Keys to success for Hawks, Falcons, Braves? Glad you asked

If somebody had assured you at the outset of NBA free agency that the Hawks’ consensus title odds for next season would soon be the same as Oklahoma City’s, it would’ve caused excitement in a city known more for shoes being thrown at television sets during local pro sports events.

But it’s true. The Hawks and Thunder have the same chance to win the championship next season, according to Pregame.com. The problem is those odds are only 60-1. The Hawks’ odds didn’t budge after signing Dwight Howard. Oklahoma City’s odds fell from 7-1 after losing Kevin Durant to Golden State (now at 5-4).

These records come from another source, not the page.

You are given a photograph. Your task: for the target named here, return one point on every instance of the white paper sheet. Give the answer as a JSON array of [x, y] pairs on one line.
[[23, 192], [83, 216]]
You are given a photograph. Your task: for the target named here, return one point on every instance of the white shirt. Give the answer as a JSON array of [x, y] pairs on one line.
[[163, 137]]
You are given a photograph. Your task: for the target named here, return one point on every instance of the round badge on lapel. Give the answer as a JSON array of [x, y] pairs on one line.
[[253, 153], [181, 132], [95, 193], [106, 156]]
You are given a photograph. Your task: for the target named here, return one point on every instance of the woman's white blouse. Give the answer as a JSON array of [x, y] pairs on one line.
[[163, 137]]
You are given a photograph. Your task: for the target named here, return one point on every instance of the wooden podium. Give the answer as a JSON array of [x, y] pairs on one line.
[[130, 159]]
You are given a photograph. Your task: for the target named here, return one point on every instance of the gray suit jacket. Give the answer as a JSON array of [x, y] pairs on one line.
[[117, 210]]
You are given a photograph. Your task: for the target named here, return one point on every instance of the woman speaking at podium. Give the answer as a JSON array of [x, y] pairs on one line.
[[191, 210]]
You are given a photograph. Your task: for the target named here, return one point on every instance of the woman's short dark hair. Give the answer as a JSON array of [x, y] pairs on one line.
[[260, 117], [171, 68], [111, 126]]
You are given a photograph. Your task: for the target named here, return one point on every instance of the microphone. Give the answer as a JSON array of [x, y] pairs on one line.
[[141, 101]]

The Falcons are 40-1 to win the Super Bowl. The Braves are 200-1 to win the World Series. Taking the second bet will get you declared legally insane in 49 of 50 states, except Nevada, where they’ll simply give you complimentary drinks to keep playing.

I bring this up now because it seems like a good time to outline what it would take for the Falcons, Hawks and Braves to achieve, if not a championship, at least some level of success that restores fan confidence. All three have a ways to go. But following are the three biggest keys to success for the three teams, at least in the view of one overly caffeinated columnist. I’m listing the teams in order of how I would rank them today.

FALCONS

1. Matt Ryan: He acknowledged in a recent film session with yours truly that he needs to be better, which isn’t to suggest there weren’t problems elsewhere. Ryan is a strong leader and has the respect of his teammates, but he needs to cut down on turnovers and be better in close games and tough situations.

2. Pass rush: Their first two picks in the draft were spent on defense (Keanu Neal and Deion Jones). Free-agent signings were more significant on offense (center Alex Mack, receiver Mohamed Sanu) than defense (end Derrick Shelby). Was this enough to improve the NFL’s worst pass rush (19 sacks)? If things don’t get better, they’re going to have problems against next season’s opposing quarterbacks (who include Aaron Rodgers, Cam Newton, Russell Wilson, Carson Palmer, Drew Brees and Jameis Winston).

3. Offensive rhythm: Offensive coordinator Kyle Shanahan struggled to get on the same page with receivers last season, at least in part because of his own obstinance. Communication needs to improve. Shanahan is a smart guy, but if he’s not more open to accepting ideas the offense will struggle.

HAWKS

1. Dennis Schroder: The decision to commit to Schroder at point guard and deal Jeff Teague for a draft pick (Taurean Prince) wasn’t unexpected, given Teague’s inconsistency and that he was a year from free agency. But the Hawks’ decision works only if Schroder provides more offense, and he plays under control.

2. Dwight Howard: He can rebound and block shots. But he also needs to stay healthy (which has been a problem), defend and be a greater offensive force than he was in Houston. Most of all: He has to act like he wants to be here and accepting coaching. He doesn’t have to be a leader. He just can’t be a divisive figure.

3. Mike Budenholzer: What he helped build could be on the verge of falling apart if he doesn’t hold this together. This isn’t about mere X’s and O’s, it’s about getting a reconstructed team to buy in and developing chemistry on and off the court. Offense was a problem last season. He also may need to smooth things over with Paul Millsap, who was central to trade talks during the Al Horford negotiations.

BRAVES

1. Starting pitching: Most of this rebuilding project was about organizational depth in pitching. But after Julio Teheran (2.72 ERA), the best current hope for success is Matt Wisler (4.16). Aaron Blair, Mike Foltynewicz and Williams Perez are among the young arms who’ve had their struggles. Not unexpected. Also not comforting. But it’s early.

2. Offense: The Braves rank last in the majors in runs, batting average (.237) and OPS (.642). The goal in seasons like this is to identify keepers. Mallex Smith (now injured) and Jace Peterson have a shot. Ender Inciarte needs to stay healthy — and a .236 batting average won’t cut it. The lineup is devoid of power. So much work to do on this roster.

3. Manager: The scapegoating front office determined this year’s team was underachieving and that Fredi Gonzalez wasn’t the right manager to lead this team in the future. I’d be stunned if Brian Snitker keeps the job, which means the Braves will need to find a manager who can massage young egos, have a vision for what this team can be and inspire a jaded fan base going into next season.